Monday, March 7, 2011
The British Isles have been known for their fair share of drinking, with whiskey distilleries and breweries there is never a shortage of cheap alcohol to consume. Whenever there is a large supply of alcohol produced in a given area, the price of alcohol can be very inexpensive which inevitably leads to problem drinking. There are a number of health experts and government officials who believe that by raising the price of alcohol lives can be saved. In Northern Ireland moves are being made to put a minimum price on alcohol with the hopes of doing just that. If the minimum price of alcohol is set high enough it could have a huge effect on problem drinking in Northern Ireland. Launched today by Social Development Minister Alex Attwood and Health Minister Michael McGimpsey and agreed upon by Dr Philip McGarry, Chair of the Royal College of Psychiatrists in Northern Ireland who believes if the new mandate is to be effective the floor price must be set high enough to combat problem drinking.
"Psychiatrists see the effect of alcohol abuse on patients every day, and it's clear this is exacerbated by irresponsible promotions that encourage people to drink more than they otherwise would," Dr McGarry said. Culture drinking on both side of the Atlantic has gone out of control, to the point where anyone can afford to buy alcohol even after they have lost everything. An estimated 75-80% of alcohol is consumed by the 20-25% of people who misuse it. Heavy drinkers, buy 15 times more alcohol than moderate drinkers and spend 10 times as much a year, and pay 40% less per liter of pure alcohol which costs much less.

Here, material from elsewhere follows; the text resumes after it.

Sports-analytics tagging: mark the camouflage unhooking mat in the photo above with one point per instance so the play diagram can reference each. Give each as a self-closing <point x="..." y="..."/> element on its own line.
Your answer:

"This isn't a case of psychiatrists saying that alcohol per se is bad, for most people there is no problem with people enjoying a drink. It is about facing up to the consequences of harmful drinking, particularly among young people where affordability is a key factor," Dr McGarry said.
"The increase in problem drinking has coincided with alcohol becoming much more affordable, two thirds cheaper in relative terms than in 1980," he said.